The stability of our Solar System has been debated since Newton devised

the laws of gravitation to explain planetary motion. Newton himself

doubted the long-term stability of the Solar System, and the question

has remained unanswered despite centuries of intense study by

generations of illustrious names such as Laplace, Langrange, Gauss, and

Poincare. Finally, in the 1990s, with the advent of computers fast

enough to accurately integrate the equations of motion of the planets

for billions of years, the question has finally been settled: for the

next 5 billion years, and barring interlopers, the shapes of the

planetary orbits will remain roughly as they are now. This is called

"practical stability": none of the known planets will collide with each

other, fall into the Sun, or be ejected from the Solar System, for the

next 5 billion years.

Although the Solar System is now known to be practically stable, it may

still be "chaotic". This means that we may---or may not---be able

precisely to predict the positions of the planets within their orbits,

for the next 5 billion years. The precise positions of the planets

effects the tilt of each planet's axis, and so can have a measurable

effect on the Earth's climate. Although the inner Solar System is

almost certainly chaotic, for the past 15 years, there has been

some debate about whether the outer Solar System exhibits chaos or not.

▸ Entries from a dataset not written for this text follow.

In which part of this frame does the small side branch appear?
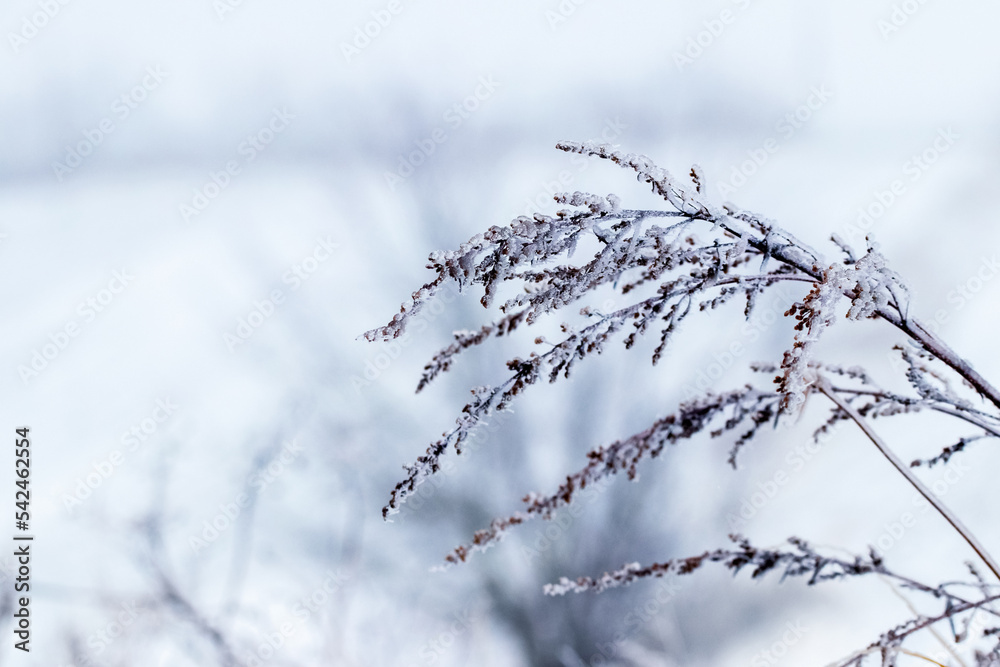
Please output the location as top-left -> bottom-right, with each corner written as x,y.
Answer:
816,378 -> 1000,582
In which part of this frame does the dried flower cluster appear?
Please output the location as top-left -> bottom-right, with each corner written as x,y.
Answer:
365,143 -> 1000,665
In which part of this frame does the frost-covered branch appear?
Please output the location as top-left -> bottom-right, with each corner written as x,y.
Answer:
816,376 -> 1000,582
442,386 -> 780,564
365,142 -> 1000,664
544,537 -> 1000,666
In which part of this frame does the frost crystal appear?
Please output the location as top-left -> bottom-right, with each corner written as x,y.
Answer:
777,244 -> 911,415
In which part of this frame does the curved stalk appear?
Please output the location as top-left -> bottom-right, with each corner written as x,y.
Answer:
816,377 -> 1000,582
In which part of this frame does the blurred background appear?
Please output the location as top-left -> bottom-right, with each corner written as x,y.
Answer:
2,0 -> 1000,664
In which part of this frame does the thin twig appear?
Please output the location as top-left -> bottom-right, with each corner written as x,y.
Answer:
831,385 -> 1000,440
883,577 -> 968,667
817,377 -> 1000,582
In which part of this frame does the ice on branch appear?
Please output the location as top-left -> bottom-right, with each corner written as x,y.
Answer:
543,536 -> 884,595
442,388 -> 783,565
366,141 -> 1000,666
553,191 -> 622,216
777,245 -> 912,415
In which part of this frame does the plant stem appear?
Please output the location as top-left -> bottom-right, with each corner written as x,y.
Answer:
711,210 -> 1000,414
888,316 -> 1000,416
830,385 -> 1000,441
816,378 -> 1000,582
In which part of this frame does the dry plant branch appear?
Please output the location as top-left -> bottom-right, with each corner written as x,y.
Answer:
816,376 -> 1000,582
364,142 -> 1000,665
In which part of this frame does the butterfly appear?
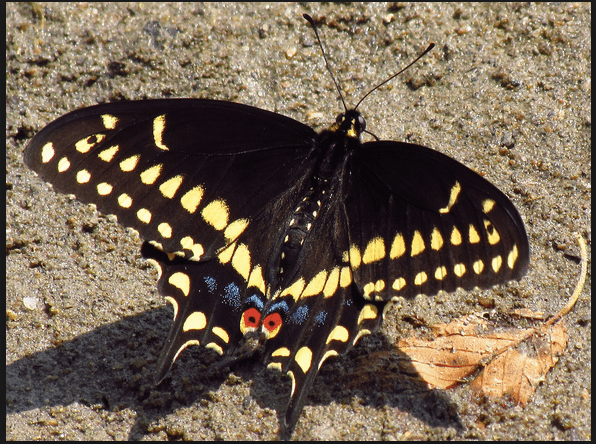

In particular, when performing numerical integrations of the orbits of

the outer planets, some astronomers observe chaos, and some do not. This

is particularly disturbing since it is known that inaccurate integration

can inject chaos into a numerical solution whose exact solution is known

to be stable.

In this talk I will demonstrate how I closed that 15-year debate on

chaos in the outer solar system by performing the most carefully justified

high precision integrations of the orbits of the outer planets that has

yet been done. The answer surprised even the astronomical community,

and was published in _Nature Physics_.

I will also show lots of pretty pictures demonstrating the fractal nature

of the boundary between chaos and regularity in the outer Solar System.